Telenor exits Thailand, sells True Corporation stake for $3.9bn

The agreement, revealed on Thursday, marks a major strategic shift for the Oslo-based operator as it continues to pull back from Asian markets to focus more squarely on its Nordic core.

Under the terms, Telenor will immediately sell 24.95% of its True shareholding at THB 11.70 per share to Arise Digital Technology Company, a firm controlled by Thai investor Khun Suphachai Chearavanont.
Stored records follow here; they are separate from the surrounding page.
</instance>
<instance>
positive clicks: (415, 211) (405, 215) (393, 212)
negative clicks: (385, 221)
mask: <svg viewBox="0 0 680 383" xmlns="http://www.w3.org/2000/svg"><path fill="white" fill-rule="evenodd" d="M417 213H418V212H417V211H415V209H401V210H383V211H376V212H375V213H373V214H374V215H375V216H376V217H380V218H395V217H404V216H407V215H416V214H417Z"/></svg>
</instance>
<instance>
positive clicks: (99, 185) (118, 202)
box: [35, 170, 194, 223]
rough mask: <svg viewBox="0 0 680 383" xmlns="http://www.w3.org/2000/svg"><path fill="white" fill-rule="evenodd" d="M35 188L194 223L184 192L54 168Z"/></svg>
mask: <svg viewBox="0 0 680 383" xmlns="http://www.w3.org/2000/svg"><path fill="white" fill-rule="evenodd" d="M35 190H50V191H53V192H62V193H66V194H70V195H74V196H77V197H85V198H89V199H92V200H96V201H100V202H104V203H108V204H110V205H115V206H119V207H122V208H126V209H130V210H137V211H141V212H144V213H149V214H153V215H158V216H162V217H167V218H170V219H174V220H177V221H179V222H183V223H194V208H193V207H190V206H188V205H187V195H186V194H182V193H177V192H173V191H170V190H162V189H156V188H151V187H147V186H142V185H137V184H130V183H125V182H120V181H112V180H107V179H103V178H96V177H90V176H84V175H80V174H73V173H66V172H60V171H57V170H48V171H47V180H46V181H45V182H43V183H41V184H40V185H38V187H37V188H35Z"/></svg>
A mutual put/call option covers the remaining 5.35%, scheduled for sale two years after the initial closing at the higher of the original price or prevailing market value.

True Corporation, created by the 2023 merger of True and dtac, is one of Thailand’s largest telecom and tech groups with around 60 million customers across mobile, broadband and digital services.

For Telenor, the sale caps a quarter-century in a market it first entered in 2000 and helped transform through major investments and the dtac–True merger. According to company figures, the value of Telenor’s Thai shareholding has grown from around NOK 12bn before merger talks to roughly NOK 39bn under the agreed sale terms.

The deal will also generate a significant accounting gain, with Telenor expecting to recognise about NOK 14.7bn once the first tranche closes. Further details on how the proceeds will be used are due alongside Telenor’s upcoming Q4 2025 results.

This divestment follows Telenor’s exit from Pakistan and underscores a broader pivot away from Asia. The transaction remains subject to customary regulatory approvals and is expected to complete in the coming months.